Last CI of affected unit was done in Jan 2014; HGPI in July 2015 and MI in July 2012.

No diagnostic alarms are existing. Some alarms were there, but they had normalized.

The unit exhaust goes to HRSG. But the unit are never run in Simple cycle mode. So, I cannot compare the performances in the two modes. All the units run in parallel and frequency is normal.

The matter came to light when the unit had high exhaust temperature at low load. Due to load constraints all units were running at low loads.

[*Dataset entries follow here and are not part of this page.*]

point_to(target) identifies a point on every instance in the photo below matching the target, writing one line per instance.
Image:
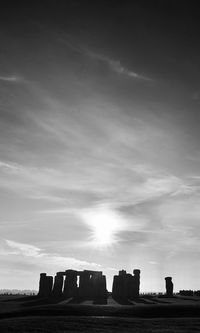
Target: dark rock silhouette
(58, 284)
(126, 286)
(45, 285)
(187, 292)
(74, 284)
(169, 286)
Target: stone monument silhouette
(126, 286)
(169, 286)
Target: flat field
(149, 314)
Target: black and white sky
(99, 140)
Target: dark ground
(149, 314)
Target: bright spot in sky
(104, 224)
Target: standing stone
(126, 286)
(70, 284)
(58, 285)
(99, 288)
(169, 286)
(136, 276)
(45, 285)
(85, 287)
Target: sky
(99, 140)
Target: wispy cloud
(115, 65)
(11, 79)
(41, 257)
(25, 249)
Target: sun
(104, 224)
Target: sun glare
(104, 224)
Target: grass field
(153, 315)
(62, 324)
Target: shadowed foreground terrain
(148, 314)
(98, 324)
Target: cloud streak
(10, 79)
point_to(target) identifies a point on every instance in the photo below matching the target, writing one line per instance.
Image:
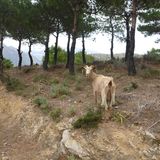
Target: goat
(102, 85)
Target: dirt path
(27, 134)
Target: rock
(149, 135)
(154, 157)
(65, 124)
(4, 157)
(72, 145)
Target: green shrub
(59, 90)
(27, 69)
(54, 81)
(131, 86)
(14, 84)
(153, 55)
(89, 120)
(7, 63)
(78, 58)
(150, 73)
(42, 103)
(56, 113)
(41, 78)
(61, 57)
(72, 111)
(72, 157)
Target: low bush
(42, 103)
(56, 114)
(7, 63)
(152, 55)
(89, 120)
(78, 58)
(14, 84)
(119, 117)
(42, 78)
(150, 73)
(59, 90)
(72, 111)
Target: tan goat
(102, 85)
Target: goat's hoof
(106, 108)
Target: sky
(97, 43)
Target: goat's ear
(93, 67)
(83, 70)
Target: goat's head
(88, 70)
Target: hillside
(130, 131)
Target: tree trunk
(29, 53)
(83, 49)
(68, 50)
(131, 65)
(112, 39)
(20, 54)
(71, 55)
(74, 37)
(1, 56)
(127, 18)
(46, 58)
(56, 46)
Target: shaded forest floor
(137, 104)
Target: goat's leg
(103, 96)
(113, 101)
(95, 97)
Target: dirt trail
(27, 134)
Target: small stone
(146, 153)
(154, 157)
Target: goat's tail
(109, 93)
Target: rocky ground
(28, 134)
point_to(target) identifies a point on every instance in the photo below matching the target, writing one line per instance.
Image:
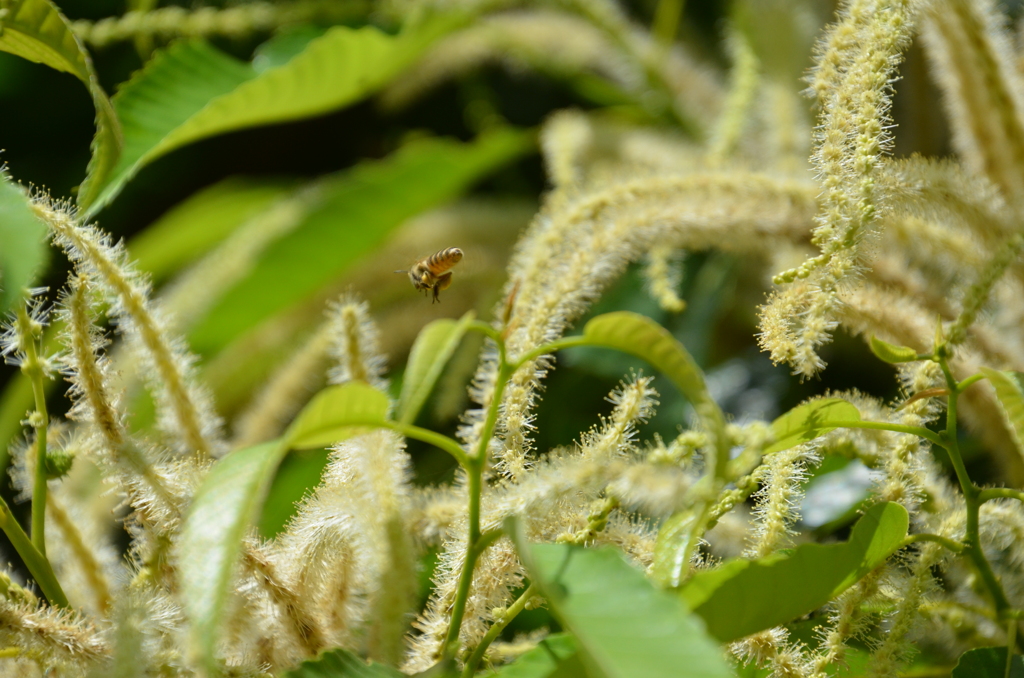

PS: I was on a long leave and so there was quite delay in the reply.
 
Seeker1988,

Interesting the differences in the exhaust duct back pressure, and the differences in IGV angles, and the difference in CPD values. I would expect with a higher IGV angle (more air flow) the CPD would be higher and the exhaust duct back pressure would be slightly higher--not lower by 60 mmWC. At this point I have to suspect instrumentation--not the exhaust T/Cs, but the CPD transmitter(s) and the exhaust duct back pressure transmitter(s). The accuracy of the IGV LVDT calibration may also be suspect.

UNLESS the axial compressor is dirty. There's off-line water washing, and then there's off-line water washing. The difference is usually the effectiveness of the wash. If the unit wasn't properly cleaned, and/or wasn't properly rinsed (which is usually the case--because people usually use too much detergent), then the compressor can foul faster than normal. And, even if a good rinse is done sometimes the compressor requires a second wash, perhaps with a longer rinse. When performing water washes it's always important to visually inspect the IGVs and first couple of stages of the axial compressor. Many sites also use a borescope to check later stages of the compressor for cleanliness.

I RARELY suggest checking the calibration of instrumentation, but something sure seems amiss with this set of data.

What is TNR and TNH for the two machines?

What is TTRX and TTXM for the two machines?

What is CSRGV_TEMP and TTRXGV for the two machines?
 
S
>I RARELY suggest checking the calibration of instrumentation, but something sure seems amiss with this set of data.
>
>What is TNR and TNH for the two machines?
>
>What is TTRX and TTXM for the two machines?
>
>What is CSRGV_TEMP and TTRXGV for the two machines?

Hello CSA,
For the power load of 23.5 MW, the TTRX of the affected GT was 590 C and TTXM also 590 C; the values for other machine are 586C and 551C.
For other parameters you asked for, I don't have data at 23.5 MW but at present, when the affected GT is running at 28.7 MW, TNR is 102.7%, TNH is 100%; CSRGV_temp is 82.9DGA and TTRXGV is 569 C.

For healthy one (running at 29.7MW) these values are 102.6%, 100%, 75.2 DGA and 566 respectively. TNR of the affected machine is higher even at lower load!

The offline water wash of the affected machine was done 7 months ago while the healthy one had underwent WW 4 months ago. Would this add to the observed difference?